National Population Estimates - December 1999 quarter

Latest Population Estimates

New Zealand's resident population was estimated to have been 3,825,700 at 31 December 1999, Deputy Government Statistician Dianne Macaskill said today when releasing the latest quarterly population estimates. During the last year of the twentieth century the New Zealand population grew by an estimated 20,200 or 0.5 per cent. The increase was four-fifths of the increase for the year ended December 1998 (24,300). The smaller increase for the December 1999 year was due mainly to a larger net out-migration. Permanent and long-term departures exceeded arrivals by 9,000 during the December 1999 year, compared with a net outflow of 6,300 for the December 1998 year.

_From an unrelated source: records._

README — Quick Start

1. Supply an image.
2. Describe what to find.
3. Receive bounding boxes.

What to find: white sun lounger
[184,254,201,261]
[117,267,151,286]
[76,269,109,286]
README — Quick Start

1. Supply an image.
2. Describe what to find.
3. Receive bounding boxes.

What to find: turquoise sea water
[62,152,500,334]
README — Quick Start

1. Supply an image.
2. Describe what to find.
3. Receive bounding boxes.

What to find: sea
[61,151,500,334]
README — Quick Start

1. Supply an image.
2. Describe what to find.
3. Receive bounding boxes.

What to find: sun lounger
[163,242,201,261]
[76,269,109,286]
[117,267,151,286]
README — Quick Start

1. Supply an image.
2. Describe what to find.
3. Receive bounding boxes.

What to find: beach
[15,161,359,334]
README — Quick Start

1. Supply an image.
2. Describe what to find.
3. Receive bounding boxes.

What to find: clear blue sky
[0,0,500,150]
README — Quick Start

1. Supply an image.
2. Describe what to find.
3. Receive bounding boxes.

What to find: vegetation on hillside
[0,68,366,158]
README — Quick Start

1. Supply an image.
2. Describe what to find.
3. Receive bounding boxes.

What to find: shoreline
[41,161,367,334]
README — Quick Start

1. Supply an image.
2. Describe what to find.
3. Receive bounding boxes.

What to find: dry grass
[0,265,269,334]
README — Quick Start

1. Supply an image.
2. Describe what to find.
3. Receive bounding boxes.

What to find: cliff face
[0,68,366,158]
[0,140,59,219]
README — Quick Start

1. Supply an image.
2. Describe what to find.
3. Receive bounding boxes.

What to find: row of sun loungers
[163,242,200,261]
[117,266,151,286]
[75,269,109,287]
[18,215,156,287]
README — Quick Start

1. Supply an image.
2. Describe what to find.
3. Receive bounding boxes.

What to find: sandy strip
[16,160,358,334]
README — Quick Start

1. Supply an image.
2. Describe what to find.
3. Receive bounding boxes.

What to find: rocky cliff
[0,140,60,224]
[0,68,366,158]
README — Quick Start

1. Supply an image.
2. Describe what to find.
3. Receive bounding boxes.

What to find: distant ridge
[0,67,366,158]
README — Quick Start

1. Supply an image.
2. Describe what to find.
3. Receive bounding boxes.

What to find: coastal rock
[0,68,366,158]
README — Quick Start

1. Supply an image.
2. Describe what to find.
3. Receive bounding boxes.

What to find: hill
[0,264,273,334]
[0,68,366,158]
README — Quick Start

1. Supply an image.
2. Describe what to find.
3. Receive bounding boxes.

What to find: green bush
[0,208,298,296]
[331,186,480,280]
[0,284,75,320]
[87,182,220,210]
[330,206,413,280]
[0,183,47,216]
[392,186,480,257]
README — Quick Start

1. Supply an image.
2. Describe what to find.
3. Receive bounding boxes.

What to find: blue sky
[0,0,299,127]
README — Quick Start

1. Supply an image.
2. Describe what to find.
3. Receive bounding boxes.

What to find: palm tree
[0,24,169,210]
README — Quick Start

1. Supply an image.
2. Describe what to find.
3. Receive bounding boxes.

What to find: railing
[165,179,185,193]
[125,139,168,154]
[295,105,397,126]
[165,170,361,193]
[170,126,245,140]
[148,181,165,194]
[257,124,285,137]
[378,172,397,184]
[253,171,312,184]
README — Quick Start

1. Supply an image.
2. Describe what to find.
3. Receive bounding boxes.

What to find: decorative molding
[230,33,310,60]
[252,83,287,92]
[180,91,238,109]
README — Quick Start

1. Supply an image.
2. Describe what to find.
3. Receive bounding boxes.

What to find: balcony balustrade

As this is the first release on population estimates for the twenty-first century, the demographic legacy of the last century is worth noting. Our current population is 4.8 times larger than the estimated population of 796,400 at 31 December 1899. A hundred years ago New Zealand was a young country. Half the population was below 23 years of age. Men outnumbered women: the sex ratio was 90 women for every 100 men. At the beginning of the twenty-first century New Zealand is a mature country demographically, with an ageing population, a median age of 34.1 years (up 11 years on the 1901 figure), and a sex ratio favouring women at 103 women to 100 men.

At 31 December 1999 there were an estimated 876,000 children under 15 years, and 448,000 people aged 65 years and over. Respectively, they made up 22.9 and 11.7 of New Zealand residents, compared with 34 and 4 per cent in 1901. At the start of the last century children outnumbered elderly by 8 to 1 but now the ratio is about 2 to 1.